## CNN Classification

In [1]:
from PIL import Image
import glob
import numpy as np
from sklearn.model_selection import train_test_split
from sklearn import preprocessing
import keras
from keras.utils import to_categorical
from keras.models import Sequential
from keras.layers import Conv2D, MaxPool2D, Dense, Activation, Flatten

Using TensorFlow backend.


Load image files from 'PIE' folder and 'own_image' folder.

The 20 subjects out of the entire data set are selected using a random number generator to ensure randomness and prevent any bias.

The images are splited into training and test sets. 
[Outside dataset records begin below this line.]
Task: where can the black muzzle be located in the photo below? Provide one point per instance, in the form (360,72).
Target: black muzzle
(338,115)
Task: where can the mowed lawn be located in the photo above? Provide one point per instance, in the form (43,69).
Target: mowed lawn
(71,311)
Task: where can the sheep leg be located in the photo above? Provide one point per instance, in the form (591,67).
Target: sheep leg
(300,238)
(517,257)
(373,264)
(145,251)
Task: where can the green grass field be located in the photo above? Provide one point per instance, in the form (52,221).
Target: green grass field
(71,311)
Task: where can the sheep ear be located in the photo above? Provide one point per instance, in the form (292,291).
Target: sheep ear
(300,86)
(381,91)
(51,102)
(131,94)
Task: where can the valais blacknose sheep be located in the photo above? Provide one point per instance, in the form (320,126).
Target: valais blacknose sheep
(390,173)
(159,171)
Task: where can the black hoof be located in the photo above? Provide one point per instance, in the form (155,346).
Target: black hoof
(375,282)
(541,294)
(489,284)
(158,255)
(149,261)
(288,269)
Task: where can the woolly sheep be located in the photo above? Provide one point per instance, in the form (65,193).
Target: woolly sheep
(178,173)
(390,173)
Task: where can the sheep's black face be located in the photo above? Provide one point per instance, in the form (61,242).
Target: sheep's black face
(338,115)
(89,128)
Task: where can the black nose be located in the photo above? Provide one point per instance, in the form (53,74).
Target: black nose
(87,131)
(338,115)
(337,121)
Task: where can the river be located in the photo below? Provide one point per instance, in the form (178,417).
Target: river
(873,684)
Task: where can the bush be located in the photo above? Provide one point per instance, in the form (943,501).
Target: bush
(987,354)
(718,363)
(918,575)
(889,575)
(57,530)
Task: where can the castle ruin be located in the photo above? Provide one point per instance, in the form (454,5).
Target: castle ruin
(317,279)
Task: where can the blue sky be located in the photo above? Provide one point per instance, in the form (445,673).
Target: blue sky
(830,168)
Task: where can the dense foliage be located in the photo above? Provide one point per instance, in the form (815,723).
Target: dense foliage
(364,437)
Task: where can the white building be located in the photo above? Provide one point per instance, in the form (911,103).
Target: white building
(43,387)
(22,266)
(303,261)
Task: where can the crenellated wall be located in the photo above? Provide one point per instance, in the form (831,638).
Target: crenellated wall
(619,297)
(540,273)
Preprocess images using standard scaler from sklearn package, reshape the images to fit into CNN

Since sampling is not mentioned in the instructions provided, the entire training set is used to train the model.

In [2]:
img_dir_list = ['PIE/1/*.jpg', 'PIE/4/*.jpg', 'PIE/5/*.jpg', \
               'PIE/19/*.jpg', 'PIE/21/*.jpg', 'PIE/23/*.jpg', \
               'PIE/25/*.jpg', 'PIE/29/*.jpg', 'PIE/33/*.jpg', \
               'PIE/39/*.jpg', 'PIE/40/*.jpg', 'PIE/44/*.jpg', \
               'PIE/45/*.jpg', 'PIE/46/*.jpg', 'PIE/48/*.jpg', \
               'PIE/52/*.jpg', 'PIE/57/*.jpg', 'PIE/58/*.jpg', \
               'PIE/59/*.jpg', 'PIE/67/*.jpg']
image_list = []
image_own = []
train_list = []
train_own = []
test_list = []
test_own = []
image_label = []
own_label = [20] * 10

for i in range (0, 20):
    for filename in glob.glob(img_dir_list[i]):
        im = Image.open(filename)
        arr = np.array(im).flatten()
        image_list.append(arr)
        image_label.append(i)
for filename in glob.glob('own_image/*.jpg'):
    im = Image.open(filename)
    arr = np.array(im).flatten()
    image_own.append(arr)
    
image_list = np.asarray(image_list)
image_own = np.asarray(image_own)
image_label = np.asarray(image_label)
own_label = np.asarray(own_label)

train_list, test_list, train_label, test_label = train_test_split(image_list, image_label, test_size = 0.3)
train_list = np.asarray(train_list)
test_list = np.asarray(test_list)
train_label = np.asarray(train_label)
test_label = np.asarray(test_label)

train_own, test_own, train_own_label, test_own_label = train_test_split(image_own, own_label, test_size = 0.3)
train_own = np.asarray(train_own)
test_own = np.asarray(test_own)
train_own_label = np.asarray(train_own_label)
test_own_label = np.asarray(test_own_label)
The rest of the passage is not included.